広報の効果測定 負荷なく継続する方法

組織を取り巻く情報を正しく伝え、関係構築をしていく広報活動。その範囲は、SNSの浸透などを背景に拡大し続けています。何をどのように評価していけばいいのか。「広報の評価を進化させる効果測定研究会」第3回では、17団体22名の広報担当者と専門家が集まり意見交換を行いました。

第3回研究会には、アドビ、岩谷産業、GMOペパボ、J‐オイルミルズ、静岡県、スギホールディングス、スクウェア・エニックス・ホールディングス、セコム、デロイト トーマツ グループ、東急建設、ハピネット、ファクトリージャパングループ、ファミリーマート、ファンケル、プロントコーポレーション、堀場製作所、立正大学の広報関連部門の担当者が参加。ボードメンバーに広報の効果検証プラ ットフォームを開発・販売するプラップノードが加わり意見交換しました。

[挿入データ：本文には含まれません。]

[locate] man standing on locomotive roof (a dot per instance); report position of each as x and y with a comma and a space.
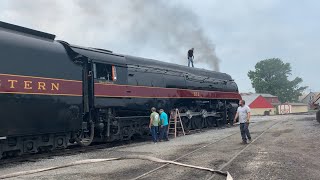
190, 57
243, 113
154, 124
163, 125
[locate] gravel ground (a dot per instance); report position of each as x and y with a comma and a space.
287, 149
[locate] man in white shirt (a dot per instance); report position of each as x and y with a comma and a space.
243, 113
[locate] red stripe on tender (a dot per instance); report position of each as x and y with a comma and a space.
111, 90
38, 85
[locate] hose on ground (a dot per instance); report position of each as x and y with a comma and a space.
89, 161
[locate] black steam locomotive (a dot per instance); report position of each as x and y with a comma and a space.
53, 93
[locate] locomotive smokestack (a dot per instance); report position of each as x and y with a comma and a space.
155, 29
158, 24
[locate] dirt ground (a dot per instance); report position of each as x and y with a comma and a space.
283, 147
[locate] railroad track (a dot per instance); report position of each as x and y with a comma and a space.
75, 149
208, 145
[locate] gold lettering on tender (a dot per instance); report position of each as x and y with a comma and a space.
12, 83
55, 86
41, 85
27, 84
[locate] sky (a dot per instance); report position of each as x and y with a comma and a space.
229, 36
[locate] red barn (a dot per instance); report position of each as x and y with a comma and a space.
258, 104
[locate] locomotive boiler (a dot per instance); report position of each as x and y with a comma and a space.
54, 94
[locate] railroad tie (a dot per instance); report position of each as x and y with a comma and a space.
89, 161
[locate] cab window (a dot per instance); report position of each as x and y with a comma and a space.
104, 72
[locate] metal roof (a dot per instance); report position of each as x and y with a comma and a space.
296, 104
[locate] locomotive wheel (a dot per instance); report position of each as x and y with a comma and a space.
197, 123
85, 138
210, 121
186, 123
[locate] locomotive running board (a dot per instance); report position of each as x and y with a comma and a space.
3, 138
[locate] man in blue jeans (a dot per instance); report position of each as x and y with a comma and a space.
164, 125
154, 124
243, 113
190, 57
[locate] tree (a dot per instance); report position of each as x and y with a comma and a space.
271, 76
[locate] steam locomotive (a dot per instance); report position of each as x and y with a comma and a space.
53, 94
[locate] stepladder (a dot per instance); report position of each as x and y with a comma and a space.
175, 124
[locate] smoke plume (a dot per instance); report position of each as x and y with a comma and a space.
157, 29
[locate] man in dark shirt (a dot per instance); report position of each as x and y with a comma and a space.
190, 57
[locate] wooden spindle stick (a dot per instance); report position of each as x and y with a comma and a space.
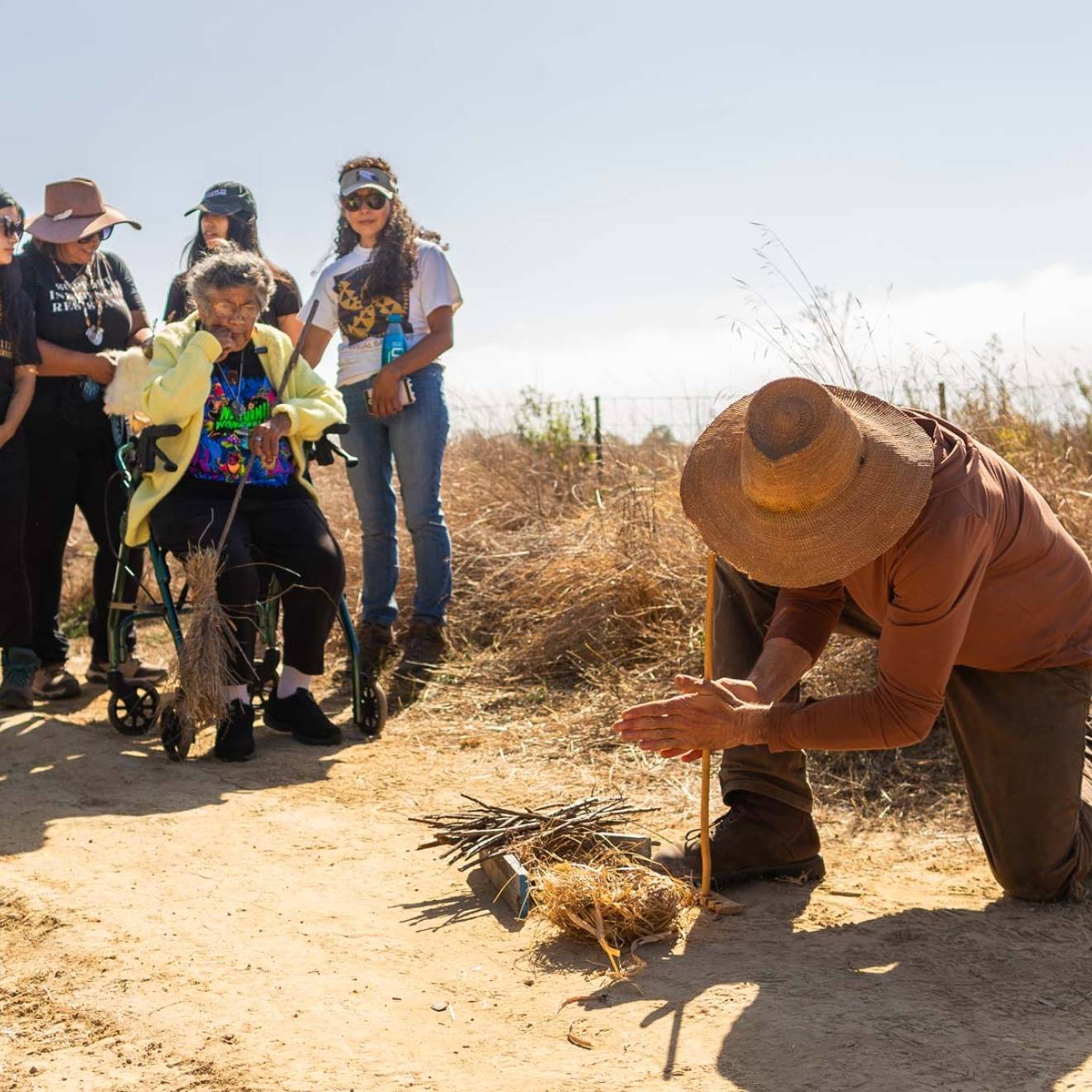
706, 864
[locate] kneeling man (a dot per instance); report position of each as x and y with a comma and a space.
830, 509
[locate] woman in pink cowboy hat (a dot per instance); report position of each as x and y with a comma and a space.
86, 304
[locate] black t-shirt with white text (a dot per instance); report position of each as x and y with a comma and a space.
286, 300
13, 355
65, 297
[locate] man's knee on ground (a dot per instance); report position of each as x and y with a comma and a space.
1031, 884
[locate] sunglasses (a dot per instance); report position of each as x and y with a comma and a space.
228, 313
372, 199
102, 236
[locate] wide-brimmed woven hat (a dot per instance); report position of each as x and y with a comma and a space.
74, 208
801, 484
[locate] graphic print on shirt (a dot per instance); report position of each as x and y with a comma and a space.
222, 451
361, 316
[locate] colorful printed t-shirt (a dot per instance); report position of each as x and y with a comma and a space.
241, 399
345, 304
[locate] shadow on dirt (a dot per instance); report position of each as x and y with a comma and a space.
999, 999
55, 769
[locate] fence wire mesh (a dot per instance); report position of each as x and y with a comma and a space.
678, 419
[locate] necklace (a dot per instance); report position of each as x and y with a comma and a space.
235, 395
88, 299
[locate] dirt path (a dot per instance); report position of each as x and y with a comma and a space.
271, 927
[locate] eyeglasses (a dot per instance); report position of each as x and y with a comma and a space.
101, 236
228, 313
372, 199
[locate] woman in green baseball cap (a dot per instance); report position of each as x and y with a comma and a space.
229, 214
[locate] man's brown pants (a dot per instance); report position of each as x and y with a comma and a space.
1024, 740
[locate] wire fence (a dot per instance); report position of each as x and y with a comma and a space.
682, 417
678, 419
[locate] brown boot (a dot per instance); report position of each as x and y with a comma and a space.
757, 838
423, 651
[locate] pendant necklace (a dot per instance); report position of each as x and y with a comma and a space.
235, 395
88, 299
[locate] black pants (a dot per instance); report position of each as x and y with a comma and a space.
14, 590
74, 467
1024, 740
279, 531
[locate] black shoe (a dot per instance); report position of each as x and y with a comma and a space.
235, 734
300, 716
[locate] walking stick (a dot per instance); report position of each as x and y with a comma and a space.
706, 866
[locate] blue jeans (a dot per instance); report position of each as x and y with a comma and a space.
413, 441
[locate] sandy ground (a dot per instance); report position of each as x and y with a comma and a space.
272, 927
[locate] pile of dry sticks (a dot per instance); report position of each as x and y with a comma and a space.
560, 831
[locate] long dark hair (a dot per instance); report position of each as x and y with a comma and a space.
395, 256
11, 285
242, 231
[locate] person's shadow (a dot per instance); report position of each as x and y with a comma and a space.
994, 999
51, 769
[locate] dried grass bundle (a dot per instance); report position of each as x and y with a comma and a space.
614, 900
202, 668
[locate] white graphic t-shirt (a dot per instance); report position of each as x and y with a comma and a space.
362, 320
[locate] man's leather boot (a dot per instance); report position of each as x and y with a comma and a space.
757, 838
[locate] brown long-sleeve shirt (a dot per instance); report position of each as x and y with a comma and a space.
985, 577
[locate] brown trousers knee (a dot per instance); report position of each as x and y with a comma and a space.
1024, 740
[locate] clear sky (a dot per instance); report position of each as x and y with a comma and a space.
596, 167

今後、取り組んでみたい効果測定について意見交換を行った。

効果測定は3つに整理

研究会の前半では、プラップノードCOOの雨宮寛二氏が「PR効果測定を負荷なく継続する方法」をテーマに講演しました。効果測定の悩みを分析すると大きく2つあると雨宮氏は言います。「単純に広報活動についてこれが成果だと言える説得的なデータが見つからない」「経営に対するインパクトや会社に対する価値貢献について、説得するのが難しい」というものです。 これに対し「測定内容を3つに分けて整理すると改善が見られる」と雨宮氏は指摘します。1行動、アクションしたこと 2その成果 3社会や経営へのインパクトの3つです(図1)。「これらをひとかたまりで考えてしまうと目線がずれ、頑張ったのに評価されない、といったことが起こりやすくなります。ある方が上手に野球に例えていて、行動量は打席数。成果はヒット数。インパクトは点がとれたかどうかと言 っていました。広報で言えば、行動はリリースやオウンドメディアをどれだけ書いたかなど。成果は掲載数やSNSの反響などで、行動と直接の因果関係が結べるもの。インパクトは、売上や認知への影響など、成果によってもたらされたと推測されるものです」。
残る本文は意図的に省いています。